К счастью, Али принес первое блюдо, и де Вриндт приступил к трапезе. Съел холодный свекольник, потом большой кусок хорошо фаршированной рыбы, доставленной на льду с Генисаретского озера, превосходные овощи, мяса сегодня чуть-чуть. Запивал он все это охлажденным апельсиновым соком и как раз приступил к десерту, фруктовому пирогу, когда из темного угла, где обедало само семейство Бёйкерман, отделилась кругленькая фигура доктора Глускиноса. Преисполненный наигранного рвения, он направился к де Вриндту, круглые попугайские глаза и вся его упитанная фигура поистине лучились укором.
— Я наблюдал за вами, — хрипло начал он и откашлялся. — Хорош пациент! Я вас снова посажу на диету! И не говорите никому, что лечитесь у меня. Что еще вы собираетесь съесть?
Де Вриндт расхохотался — редкие желтые зубы блеснули в электрическом свете, — откинулся на спинку стула, протянул руку доктору Глускиносу.
— Все, что есть в меню. Орехи, инжир, надеюсь, миндаль из Кирьят-Анавима, горячий чай и выкурить голландскую сигару, которую менеер[27] Бёйкерман как раз достает из самого сырого уголка своего буфета. Садитесь, доктор, и присоединяйтесь.
— Присоединиться! Мне! — добродушно возмутился Попугай, хлопая тяжелыми веками; потом ущипнул доктора де Вриндта за плечо под желтоватым холщовым пиджаком. — К вашим поминкам присоединюсь, понятно? Сколько сахару я обнаружу у вас в моче? Нисколько, говорите? Посмотрим, посмотрим. А какие тоны сердца я услышу? Вы руинируете мою практику. Люди берут с вас пример, вам надо есть салаты, поменьше хлеба, поменьше сливочного масла, понятно? И воздерживаться от жирных соусов мадам Бёйкерман. И от ужасных пряностей, какими вы сдабриваете мясо, необходимо отказаться. Нет, — он схватился рукой за бритый череп, словно взъерошивая отсутствующие волосы, — я откажусь от вас как от пациента. Вы ведь знаете, Иерусалим разрушает сердце, так почему же способствуете его разрушительному действию? Если бы мог, я отправил бы вас в Моцу, к доктору Кляйдерштейну, уж он бы держал вас в узде. — Доктор Глускинос, уроженец Позена[28], во время войны служил лекарем в прусском артиллерийском полку и любил кавалерийские выражения. — А еще лучше в Цфат, в какой-нибудь достойный пансион, и перечень блюд я пошлю кухарке, а не вам.

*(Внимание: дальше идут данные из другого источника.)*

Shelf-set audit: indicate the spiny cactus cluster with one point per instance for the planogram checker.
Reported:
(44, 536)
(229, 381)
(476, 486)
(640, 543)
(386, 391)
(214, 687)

Доктор Зигфрид Глускинос, человек, беспрерывно загруженный работой, был вообще далек от самоанализа. Пусть им занимаются люди, в чью дверь обнищание масс и физическая слабость стучатся менее навязчиво. Однако сегодня он сам себе удивлялся. Вчера, то есть лишь несколько часов назад, он был страшно напуган из-за своего друга де Вриндта и полагал, что никогда больше не сможет говорить с ним непринужденно. Теперь же не только делал вид, будто ни о чем не знает, — ему и вправду так казалось, ничего не изменилось, он выругал этого человека только за его отношение к собственному здоровью и по той же причине хотел отослать его из города. А де Вриндт думал: как хорошо, когда люди принимают столь горячее участие в непослушном пациенте, то бишь в человеке, с которым не состоят ни в родстве, ни в свойстве.